The money management strategies you use in your trading can often make or break your account. If you let your account drawdown get too big, then you are going to find it very hard to get back to being profitable.
Drawdown is a crucial part of Forex trading and being able to control it will help you find trading success.
In this post we look at exactly what drawdown in your Forex trading is, how to calculate it and the three tips you can use to minimize it so you don’t blow your account.
What is Drawdown in Forex Trading?
Drawdown in your Forex trading is the amount your account loses from it’s peak.
For example; if you had an account balance of $50,000, but you now only have $25,000, then you suffered a drawdown of $25,000.
Drawdown is a key measurement in your trading because if you let it get out of hand you can quickly put a large hole in your account.
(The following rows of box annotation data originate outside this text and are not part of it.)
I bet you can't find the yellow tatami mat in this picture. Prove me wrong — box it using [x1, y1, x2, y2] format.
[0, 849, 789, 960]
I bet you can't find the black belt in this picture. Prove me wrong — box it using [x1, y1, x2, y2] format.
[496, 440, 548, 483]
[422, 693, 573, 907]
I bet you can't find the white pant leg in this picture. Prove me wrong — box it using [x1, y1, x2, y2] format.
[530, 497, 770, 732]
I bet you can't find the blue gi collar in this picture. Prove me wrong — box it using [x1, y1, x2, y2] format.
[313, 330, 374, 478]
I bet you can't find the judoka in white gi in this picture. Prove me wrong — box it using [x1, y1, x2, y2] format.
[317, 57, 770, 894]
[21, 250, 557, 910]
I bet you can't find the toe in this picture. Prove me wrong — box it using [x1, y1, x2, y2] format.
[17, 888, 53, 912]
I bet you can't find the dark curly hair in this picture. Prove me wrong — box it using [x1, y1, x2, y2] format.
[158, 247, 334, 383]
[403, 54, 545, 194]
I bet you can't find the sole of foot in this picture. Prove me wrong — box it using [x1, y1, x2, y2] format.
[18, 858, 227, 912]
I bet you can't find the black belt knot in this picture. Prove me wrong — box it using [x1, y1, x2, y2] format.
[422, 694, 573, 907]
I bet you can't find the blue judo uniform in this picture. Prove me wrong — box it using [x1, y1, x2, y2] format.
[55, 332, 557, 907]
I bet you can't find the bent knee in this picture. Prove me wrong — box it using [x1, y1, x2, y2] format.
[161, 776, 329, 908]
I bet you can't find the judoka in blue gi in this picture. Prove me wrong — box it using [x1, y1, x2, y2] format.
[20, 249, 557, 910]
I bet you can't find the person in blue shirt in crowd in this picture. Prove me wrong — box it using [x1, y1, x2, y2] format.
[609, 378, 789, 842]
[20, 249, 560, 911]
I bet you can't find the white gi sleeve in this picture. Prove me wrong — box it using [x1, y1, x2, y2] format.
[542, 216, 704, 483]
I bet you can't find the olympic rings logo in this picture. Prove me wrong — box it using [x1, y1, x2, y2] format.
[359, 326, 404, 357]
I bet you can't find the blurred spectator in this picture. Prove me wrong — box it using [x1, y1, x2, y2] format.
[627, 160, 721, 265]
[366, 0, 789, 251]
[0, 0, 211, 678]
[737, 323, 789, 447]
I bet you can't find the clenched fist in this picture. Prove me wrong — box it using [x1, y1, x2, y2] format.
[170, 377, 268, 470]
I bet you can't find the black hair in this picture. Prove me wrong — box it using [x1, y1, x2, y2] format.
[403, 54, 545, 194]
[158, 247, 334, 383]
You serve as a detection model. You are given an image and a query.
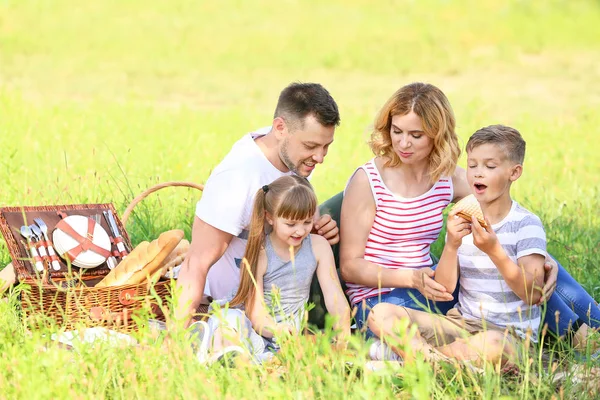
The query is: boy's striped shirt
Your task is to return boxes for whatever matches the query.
[456,201,546,339]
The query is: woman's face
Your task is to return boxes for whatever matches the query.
[390,111,433,165]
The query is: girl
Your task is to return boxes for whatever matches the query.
[203,175,350,357]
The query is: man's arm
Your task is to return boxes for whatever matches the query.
[175,217,233,326]
[313,236,350,341]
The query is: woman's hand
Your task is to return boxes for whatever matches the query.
[446,210,471,249]
[412,267,453,301]
[538,254,558,304]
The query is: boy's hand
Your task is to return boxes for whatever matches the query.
[471,218,500,255]
[446,210,471,249]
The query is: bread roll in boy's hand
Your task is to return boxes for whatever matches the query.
[450,194,488,229]
[96,229,183,287]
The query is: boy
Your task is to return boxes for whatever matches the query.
[369,125,546,362]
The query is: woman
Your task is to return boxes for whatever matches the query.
[340,83,600,350]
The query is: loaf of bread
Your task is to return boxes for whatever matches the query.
[450,194,488,228]
[96,229,183,287]
[150,239,190,283]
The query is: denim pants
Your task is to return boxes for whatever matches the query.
[354,261,600,338]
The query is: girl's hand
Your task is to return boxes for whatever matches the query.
[446,210,471,249]
[471,218,501,255]
[412,268,453,301]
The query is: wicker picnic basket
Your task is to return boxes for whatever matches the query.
[0,182,206,332]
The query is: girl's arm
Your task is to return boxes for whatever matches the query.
[246,250,285,339]
[311,235,350,342]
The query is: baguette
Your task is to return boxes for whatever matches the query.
[450,194,488,228]
[150,239,190,283]
[96,229,183,287]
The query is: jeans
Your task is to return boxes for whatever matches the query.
[354,261,600,338]
[544,261,600,336]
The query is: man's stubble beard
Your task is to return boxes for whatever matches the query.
[279,138,303,176]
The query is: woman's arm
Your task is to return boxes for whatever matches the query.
[312,235,350,341]
[435,210,471,293]
[246,250,287,339]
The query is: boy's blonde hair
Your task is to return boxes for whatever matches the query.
[466,125,526,164]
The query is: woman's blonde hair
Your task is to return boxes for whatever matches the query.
[229,175,317,314]
[369,82,460,182]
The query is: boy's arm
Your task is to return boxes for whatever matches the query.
[435,210,471,293]
[312,235,350,341]
[245,251,290,339]
[473,218,545,305]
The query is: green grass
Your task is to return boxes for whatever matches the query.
[0,0,600,398]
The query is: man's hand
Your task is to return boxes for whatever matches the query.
[538,253,558,304]
[471,218,502,256]
[446,210,471,249]
[313,214,340,245]
[412,268,453,301]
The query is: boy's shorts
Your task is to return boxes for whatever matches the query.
[403,307,522,347]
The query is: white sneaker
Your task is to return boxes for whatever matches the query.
[188,321,212,364]
[207,346,248,368]
[369,339,402,361]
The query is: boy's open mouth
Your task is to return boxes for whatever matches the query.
[473,183,487,193]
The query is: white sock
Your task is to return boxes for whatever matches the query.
[369,339,402,361]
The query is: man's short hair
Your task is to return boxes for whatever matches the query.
[467,125,525,164]
[274,82,340,127]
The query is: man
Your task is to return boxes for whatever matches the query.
[175,83,340,325]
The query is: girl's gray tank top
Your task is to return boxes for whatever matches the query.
[263,235,317,323]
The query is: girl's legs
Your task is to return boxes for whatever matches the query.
[437,330,517,364]
[367,303,443,363]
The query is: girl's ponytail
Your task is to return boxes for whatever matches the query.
[229,186,268,314]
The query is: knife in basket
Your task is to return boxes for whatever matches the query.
[103,210,127,258]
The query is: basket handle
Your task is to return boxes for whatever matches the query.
[121,181,204,226]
If this hole gets too big it can be hard to come back from and to move back to profitability.
How to Calculate Forex Drawdown
Forex drawdown is normally calculated from the account peak to the account trough or bottom.
For example, see the image below. In this example the peak was $3,000 before the account suffered a drawdown to $1,500.
This drawdown amounts to losing 50% of the account.
Whilst it is fairly simple to manually calculate your account drawdown, there are some very handy calculators and tools that will automatically do this for you.
You can use tools like MyFxBook where you can connect your trading account and all of your trading history including your drawdown information will be automatically shown.
Using a Forex Drawdown Calculator
One of the easiest ways to calculate your drawdown is by using a calculator.
Trading Heroes has a drawdown calculator that can show you your potential maximum drawdown. This is calculated by taking into account your key trading statistics such as your win rate and how much you risk per trade.
Another very helpful tool that can help you from blowing your trading account is a risk of ruin calculator.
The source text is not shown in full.